Mr Trump was accused of encouraging rioters to march to the Capitol after falsely claiming Joe Biden's victory over him in the election was "stolen".
Following Conservative MP Sir David's murder in his Essex constituency on Friday, MPs have been reflecting on the abuse they receive and the current tone of political debate.
Asked about derogatory language used by Boris Johnson before he became prime minister and Labour MP Angela Rayner's recent "Tory scum" comments, Sir Lindsay told Sky News' Kay Burley: "That type of language has no place, I think it's very disrespectful, it wouldn't be allowed in the chamber.
"We've got to think about the language we use, think about the motives.
"We saw what happened with Capitol Hill when you whip up a mob."
He said social media has "also got a role to play" in making politics less abusive but said we should "start with politicians".
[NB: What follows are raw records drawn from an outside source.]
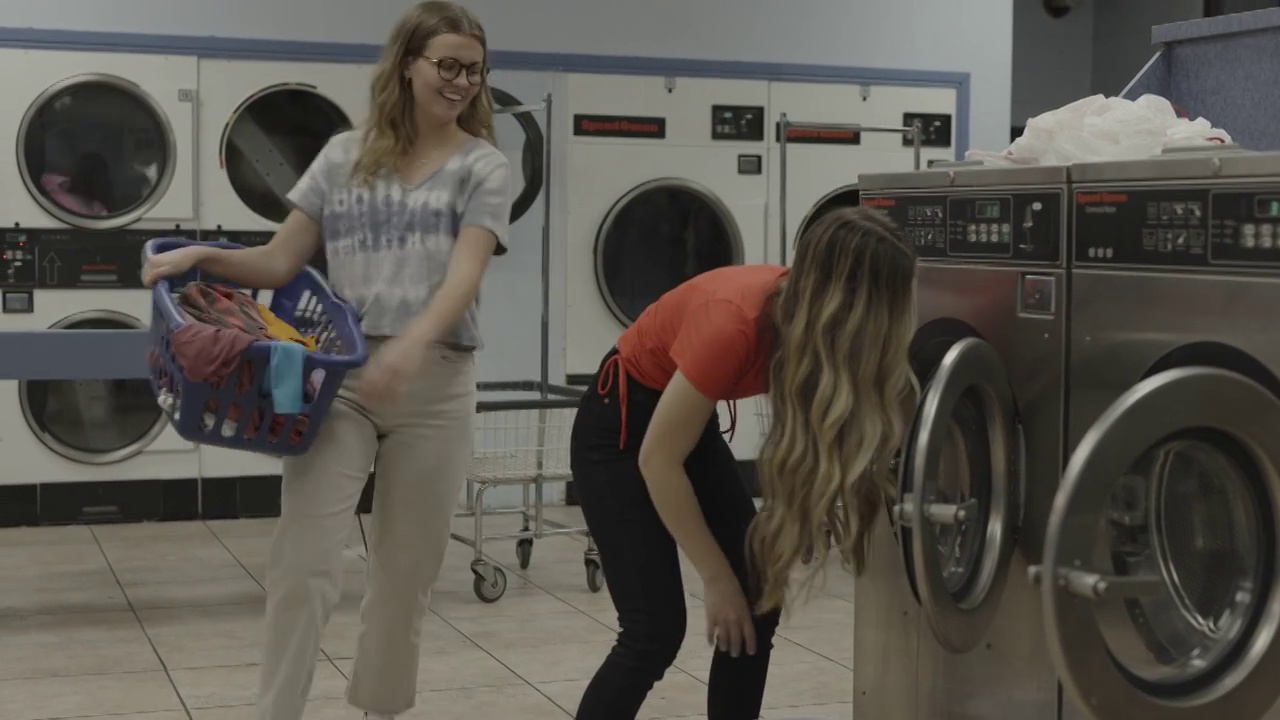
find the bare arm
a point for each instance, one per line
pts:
(272, 265)
(677, 422)
(461, 283)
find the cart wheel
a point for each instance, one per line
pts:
(524, 551)
(594, 575)
(490, 592)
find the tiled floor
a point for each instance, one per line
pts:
(161, 621)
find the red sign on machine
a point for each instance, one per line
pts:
(809, 135)
(620, 126)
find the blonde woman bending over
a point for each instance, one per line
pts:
(827, 340)
(408, 210)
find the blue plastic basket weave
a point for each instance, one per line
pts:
(219, 414)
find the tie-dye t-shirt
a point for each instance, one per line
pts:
(388, 244)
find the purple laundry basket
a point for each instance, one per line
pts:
(237, 413)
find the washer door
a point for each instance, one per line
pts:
(1159, 579)
(94, 422)
(272, 139)
(959, 492)
(96, 151)
(531, 153)
(840, 197)
(656, 237)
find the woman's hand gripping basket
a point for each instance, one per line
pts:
(227, 381)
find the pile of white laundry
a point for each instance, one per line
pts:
(1104, 128)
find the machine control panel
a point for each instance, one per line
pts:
(17, 260)
(737, 122)
(90, 259)
(1178, 226)
(1009, 224)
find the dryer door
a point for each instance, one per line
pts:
(959, 493)
(96, 151)
(272, 139)
(94, 422)
(1159, 579)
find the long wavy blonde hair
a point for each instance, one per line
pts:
(391, 131)
(840, 388)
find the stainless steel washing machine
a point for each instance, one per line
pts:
(945, 623)
(1162, 543)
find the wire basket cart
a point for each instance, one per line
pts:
(521, 437)
(522, 428)
(764, 417)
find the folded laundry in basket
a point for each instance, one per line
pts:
(286, 377)
(210, 350)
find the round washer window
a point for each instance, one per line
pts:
(835, 200)
(1187, 513)
(658, 236)
(272, 140)
(96, 151)
(94, 422)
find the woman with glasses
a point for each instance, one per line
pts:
(408, 210)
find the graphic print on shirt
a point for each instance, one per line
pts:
(389, 244)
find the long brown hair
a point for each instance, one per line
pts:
(391, 132)
(840, 391)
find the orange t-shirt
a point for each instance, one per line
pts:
(708, 328)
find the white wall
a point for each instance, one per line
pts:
(1052, 58)
(972, 36)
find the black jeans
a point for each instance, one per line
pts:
(641, 565)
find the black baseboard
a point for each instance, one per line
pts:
(745, 466)
(187, 499)
(147, 501)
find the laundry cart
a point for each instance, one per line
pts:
(521, 437)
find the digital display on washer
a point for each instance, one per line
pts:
(1024, 226)
(1266, 206)
(986, 209)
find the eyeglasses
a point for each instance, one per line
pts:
(449, 69)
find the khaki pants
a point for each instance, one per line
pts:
(421, 445)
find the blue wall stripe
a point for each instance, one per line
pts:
(295, 50)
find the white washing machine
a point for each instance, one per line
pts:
(77, 431)
(104, 162)
(104, 140)
(511, 297)
(261, 124)
(823, 163)
(663, 180)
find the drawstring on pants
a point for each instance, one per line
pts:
(615, 370)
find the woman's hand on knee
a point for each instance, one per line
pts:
(730, 625)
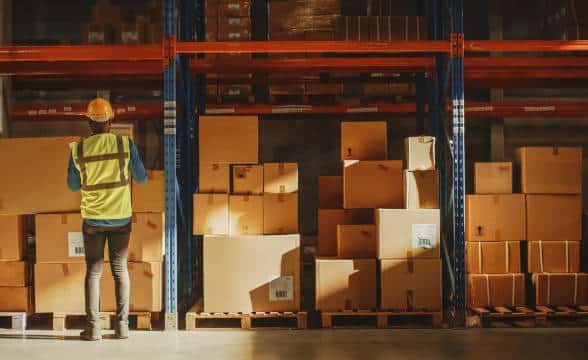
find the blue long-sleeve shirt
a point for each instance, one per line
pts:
(137, 169)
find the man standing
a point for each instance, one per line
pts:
(99, 166)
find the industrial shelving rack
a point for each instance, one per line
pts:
(443, 59)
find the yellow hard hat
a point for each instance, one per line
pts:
(100, 110)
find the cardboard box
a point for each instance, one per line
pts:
(419, 153)
(280, 178)
(493, 178)
(328, 219)
(495, 217)
(21, 192)
(560, 289)
(356, 241)
(554, 217)
(407, 234)
(211, 214)
(229, 139)
(421, 189)
(549, 170)
(411, 285)
(257, 273)
(248, 179)
(146, 287)
(12, 242)
(345, 284)
(499, 257)
(496, 290)
(372, 184)
(280, 214)
(364, 140)
(245, 214)
(150, 196)
(60, 288)
(553, 256)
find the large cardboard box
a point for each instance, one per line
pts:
(372, 184)
(211, 214)
(328, 219)
(280, 214)
(407, 234)
(150, 196)
(345, 284)
(364, 140)
(21, 189)
(493, 178)
(257, 273)
(495, 217)
(280, 178)
(411, 285)
(561, 289)
(497, 257)
(553, 256)
(496, 290)
(549, 170)
(421, 189)
(419, 153)
(356, 241)
(146, 287)
(60, 288)
(245, 214)
(554, 217)
(229, 139)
"Let's have nicer language - that's important," he added.
"I want to chair a chamber that has political differences, what I don't want is the hate and the nastiness.
"When I got elected I wanted nicer politics, let's have more honesty in politics as well, let's start going forward.
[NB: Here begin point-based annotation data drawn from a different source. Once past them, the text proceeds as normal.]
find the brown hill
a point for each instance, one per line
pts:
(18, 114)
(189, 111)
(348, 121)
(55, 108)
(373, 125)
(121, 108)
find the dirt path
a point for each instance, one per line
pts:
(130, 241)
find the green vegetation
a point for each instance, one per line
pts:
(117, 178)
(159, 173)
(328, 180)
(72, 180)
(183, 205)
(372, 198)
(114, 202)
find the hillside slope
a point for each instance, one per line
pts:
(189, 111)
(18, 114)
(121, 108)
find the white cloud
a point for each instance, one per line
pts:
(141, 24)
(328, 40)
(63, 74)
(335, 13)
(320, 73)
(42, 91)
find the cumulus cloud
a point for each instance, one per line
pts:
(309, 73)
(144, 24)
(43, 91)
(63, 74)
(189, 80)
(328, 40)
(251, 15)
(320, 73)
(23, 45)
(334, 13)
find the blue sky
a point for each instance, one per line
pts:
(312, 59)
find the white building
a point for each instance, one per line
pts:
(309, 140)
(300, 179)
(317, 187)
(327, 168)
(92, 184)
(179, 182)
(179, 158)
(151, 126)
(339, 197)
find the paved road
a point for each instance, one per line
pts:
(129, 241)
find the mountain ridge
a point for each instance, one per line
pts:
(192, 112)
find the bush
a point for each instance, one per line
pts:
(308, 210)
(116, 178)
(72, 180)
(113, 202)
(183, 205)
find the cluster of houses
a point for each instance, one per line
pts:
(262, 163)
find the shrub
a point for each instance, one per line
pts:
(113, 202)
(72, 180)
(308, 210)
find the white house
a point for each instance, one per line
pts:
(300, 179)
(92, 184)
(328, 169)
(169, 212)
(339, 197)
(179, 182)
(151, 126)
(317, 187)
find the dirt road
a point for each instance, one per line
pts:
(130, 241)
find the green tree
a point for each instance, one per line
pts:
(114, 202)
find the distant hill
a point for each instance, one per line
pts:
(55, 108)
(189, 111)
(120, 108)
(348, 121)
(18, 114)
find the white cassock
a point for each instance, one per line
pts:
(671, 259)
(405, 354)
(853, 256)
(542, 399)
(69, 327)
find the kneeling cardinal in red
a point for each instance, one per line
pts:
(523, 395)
"Let's have a new beginning today - today is a starting point where we can change the face of politics."
Sir Lindsay said Sir David was "such a nice guy... who lit a room up" and said he was just as passionate about helping people now as he was the day he became an MP 38 years ago.
The Speaker knew Sir David well and said he was in shock when he was told about his death on Friday.
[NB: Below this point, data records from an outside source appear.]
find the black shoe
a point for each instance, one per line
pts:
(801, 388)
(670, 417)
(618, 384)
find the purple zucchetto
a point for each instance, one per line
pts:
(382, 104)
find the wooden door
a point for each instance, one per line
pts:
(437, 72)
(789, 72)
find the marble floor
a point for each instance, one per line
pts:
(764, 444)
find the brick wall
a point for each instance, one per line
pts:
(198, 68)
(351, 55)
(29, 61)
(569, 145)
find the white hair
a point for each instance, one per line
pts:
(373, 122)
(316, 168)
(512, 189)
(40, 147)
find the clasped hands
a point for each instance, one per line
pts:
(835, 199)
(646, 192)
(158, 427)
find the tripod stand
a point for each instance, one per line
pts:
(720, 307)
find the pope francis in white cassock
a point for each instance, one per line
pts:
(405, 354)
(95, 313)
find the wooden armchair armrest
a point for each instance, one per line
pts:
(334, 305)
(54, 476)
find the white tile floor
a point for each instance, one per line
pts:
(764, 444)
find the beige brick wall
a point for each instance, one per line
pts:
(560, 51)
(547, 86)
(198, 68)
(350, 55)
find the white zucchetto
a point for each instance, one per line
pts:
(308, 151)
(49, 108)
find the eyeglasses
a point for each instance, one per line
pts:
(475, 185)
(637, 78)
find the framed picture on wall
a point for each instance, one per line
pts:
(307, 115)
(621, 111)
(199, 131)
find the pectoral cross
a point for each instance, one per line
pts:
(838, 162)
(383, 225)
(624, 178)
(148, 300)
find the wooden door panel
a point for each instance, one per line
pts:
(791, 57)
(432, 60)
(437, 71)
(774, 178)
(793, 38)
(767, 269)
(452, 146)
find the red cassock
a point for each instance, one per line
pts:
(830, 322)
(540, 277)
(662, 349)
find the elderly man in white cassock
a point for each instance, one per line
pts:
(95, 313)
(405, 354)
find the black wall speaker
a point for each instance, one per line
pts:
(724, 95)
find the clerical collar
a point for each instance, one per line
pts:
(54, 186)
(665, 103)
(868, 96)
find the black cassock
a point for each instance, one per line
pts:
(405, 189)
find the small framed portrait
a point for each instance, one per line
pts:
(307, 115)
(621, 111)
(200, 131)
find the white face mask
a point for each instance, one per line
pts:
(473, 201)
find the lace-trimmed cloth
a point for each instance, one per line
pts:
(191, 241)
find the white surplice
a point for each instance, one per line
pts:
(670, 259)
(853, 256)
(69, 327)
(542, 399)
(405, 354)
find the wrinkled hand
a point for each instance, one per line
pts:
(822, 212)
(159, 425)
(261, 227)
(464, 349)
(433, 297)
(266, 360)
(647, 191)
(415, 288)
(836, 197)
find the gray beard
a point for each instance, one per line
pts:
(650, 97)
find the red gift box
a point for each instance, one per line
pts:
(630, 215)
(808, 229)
A 25-year-old man, who Sky News understands is Ali Harbi Ali, was arrested at the scene on murder and terrorism charges.
Sky News understands he is the son of a former senior Somali government official.
A spokesman at the Somali Embassy in China has also confirmed the terror suspect is the nephew of Somalia's ambassador to China, Awale Kullane.
MPs will today say prayers for Sir David before a minute's silence is held and tributes to him are paid in the House of Commons.
His wife and five children were seen on Monday morning visiting the church where Sir David was killed, which now has dozens of flowers and messages of condolence outside.